This comfort food mash-up pairs a classic beef patty with creamy mushroom topping and an egg noodle bun.
We also highly recommend Rach’s Stroganoff Casserole.
For the buns, cook egg noodles to package directions. Drain and cool.
In a large bowl, whisk eggs with salt, pepper, granulated garlic and herbs. Add cooked egg noodles and toss to coat. Grease a 9-by-13-inch cookie sheet with the butter. Add the egg noodle mixture and top with another 9-by-13-inch cookie sheet and place a heavy skillet over top to weigh it down. Let chill in fridge for at least an hour.
Preheat oven to 400˚F. Once oven is hot, remove the cookie sheets from the fridge. Spray the pressed noodles with cooking spray. Bake for 20-25 minutes or until top is golden-brown and crisp. Remove from oven to cool slightly and then turn out of the pan and cut into 8 squares.

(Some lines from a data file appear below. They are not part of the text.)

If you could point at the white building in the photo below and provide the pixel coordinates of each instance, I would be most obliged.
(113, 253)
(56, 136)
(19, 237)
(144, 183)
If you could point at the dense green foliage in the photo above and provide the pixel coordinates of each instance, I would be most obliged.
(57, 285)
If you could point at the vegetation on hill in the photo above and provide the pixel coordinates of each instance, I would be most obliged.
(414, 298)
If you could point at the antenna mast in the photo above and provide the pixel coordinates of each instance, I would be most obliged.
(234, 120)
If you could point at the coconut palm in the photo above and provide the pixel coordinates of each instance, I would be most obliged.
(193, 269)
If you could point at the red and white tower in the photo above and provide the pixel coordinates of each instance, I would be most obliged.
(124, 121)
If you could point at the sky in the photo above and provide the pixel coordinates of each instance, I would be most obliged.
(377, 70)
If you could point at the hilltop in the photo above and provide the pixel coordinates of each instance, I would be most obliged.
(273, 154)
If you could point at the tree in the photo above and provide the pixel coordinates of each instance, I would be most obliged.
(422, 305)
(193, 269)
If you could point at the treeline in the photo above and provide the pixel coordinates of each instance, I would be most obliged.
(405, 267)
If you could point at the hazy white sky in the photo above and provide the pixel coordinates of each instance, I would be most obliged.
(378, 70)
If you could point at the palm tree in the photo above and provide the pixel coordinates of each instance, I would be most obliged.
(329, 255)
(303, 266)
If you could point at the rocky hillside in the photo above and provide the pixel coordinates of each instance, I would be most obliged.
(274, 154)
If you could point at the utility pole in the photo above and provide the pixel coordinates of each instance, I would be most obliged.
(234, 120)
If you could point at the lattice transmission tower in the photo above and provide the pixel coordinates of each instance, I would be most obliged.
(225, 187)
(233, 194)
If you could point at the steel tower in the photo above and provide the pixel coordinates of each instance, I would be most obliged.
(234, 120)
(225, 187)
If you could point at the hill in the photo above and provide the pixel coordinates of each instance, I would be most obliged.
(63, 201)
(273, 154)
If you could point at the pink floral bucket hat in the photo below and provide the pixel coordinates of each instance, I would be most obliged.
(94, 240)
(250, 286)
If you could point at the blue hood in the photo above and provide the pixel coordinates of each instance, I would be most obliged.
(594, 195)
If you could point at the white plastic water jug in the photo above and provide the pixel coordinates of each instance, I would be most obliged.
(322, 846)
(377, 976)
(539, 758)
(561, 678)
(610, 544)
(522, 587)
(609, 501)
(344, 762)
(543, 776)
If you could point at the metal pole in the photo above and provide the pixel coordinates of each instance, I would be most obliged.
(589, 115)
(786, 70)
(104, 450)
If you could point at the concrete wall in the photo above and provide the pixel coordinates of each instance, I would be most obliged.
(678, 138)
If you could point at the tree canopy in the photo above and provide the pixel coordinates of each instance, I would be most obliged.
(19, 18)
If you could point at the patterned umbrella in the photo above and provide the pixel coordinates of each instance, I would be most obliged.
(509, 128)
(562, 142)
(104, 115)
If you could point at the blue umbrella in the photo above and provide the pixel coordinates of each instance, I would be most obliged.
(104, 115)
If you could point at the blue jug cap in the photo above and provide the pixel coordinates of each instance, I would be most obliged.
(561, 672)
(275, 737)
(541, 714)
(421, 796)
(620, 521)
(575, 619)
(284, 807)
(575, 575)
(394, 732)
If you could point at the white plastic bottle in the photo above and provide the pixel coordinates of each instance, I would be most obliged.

For the mushrooms, heat skillet over medium-high heat with olive oil, 2 turns of the pan. Add mushrooms and brown well. Add the shallots or onion, garlic, thyme, salt and pepper, stir a few minutes to soften shallots, then add sherry or wine and let it evaporate and cook into the mushrooms. Add stock and simmer 5 minutes, then stir in heavy cream and sour cream and remove from heat.
For the burgers, preheat cast-iron skillet over medium-high heat. Combine beef with Worcestershire, kosher salt and coarse black pepper, and form 4 patties, thinner at center for even cooking. Add oil to skillet, 1 turn of the pan, and cook patties 8 minutes, turning occasionally.
Serve burgers on egg noodle buns topped with stroganoff mushrooms.